AgentFoX: LLM Agent-Guided Fusion with eXplainability for AI-Generated Image Detection

The increasing realism of AI-Generated Images (AIGI) has created an urgent need for forensic tools capable of reliably distinguishing synthetic content from authentic imagery. Existing detectors are typically tailored to specific forgery artifacts--such as frequency-domain patterns or semantic inconsistencies--leading to specialized performance and, at times, conflicting judgments. To address these limitations, we present \textbf{AgentFoX}, a Large Language Model-driven framework that redefines AIGI detection as a dynamic, multi-phase analytical process. Our approach employs a quick-integration fusion mechanism guided by a curated knowledge base comprising calibrated Expert Profiles and contextual Clustering Profiles. During inference, the agent begins with high-level semantic assessment, then transitions to fine-grained, context-aware synthesis of signal-level expert evidence, resolving contradictions through structured reasoning. Instead of returning a coarse binary output, AgentFoX produces a detailed, human-readable forensic report that substantiates its verdict, enhancing interpretability and trustworthiness for real-world deployment.
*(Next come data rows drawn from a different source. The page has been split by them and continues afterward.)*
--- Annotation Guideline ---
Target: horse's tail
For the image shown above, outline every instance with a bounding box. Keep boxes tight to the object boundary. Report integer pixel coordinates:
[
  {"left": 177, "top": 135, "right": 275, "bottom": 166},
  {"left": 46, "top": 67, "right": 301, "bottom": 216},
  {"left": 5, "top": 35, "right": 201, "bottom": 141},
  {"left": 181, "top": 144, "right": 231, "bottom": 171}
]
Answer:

Beyond providing a novel detection solution, this work introduces a scalable agentic paradigm that facilitates intelligent integration of future and evolving forensic tools.

Key Contributions

LLM-agent framework that orchestrates multiple specialized AIGI detectors through semantic reasoning and evidence synthesis
Quick-integration fusion mechanism guided by Expert Profiles and Clustering Profiles for context-aware detector combination
Human-readable forensic reports with structured reasoning chains that explain detection verdicts and resolve conflicting expert judgments

🛡️ Threat Analysis

Output Integrity Attack

Core contribution is detecting AI-generated images (synthetic content detection) and verifying content authenticity through forensic analysis. The framework integrates multiple forgery detection methods to determine if images are AI-generated, which is quintessential output integrity verification.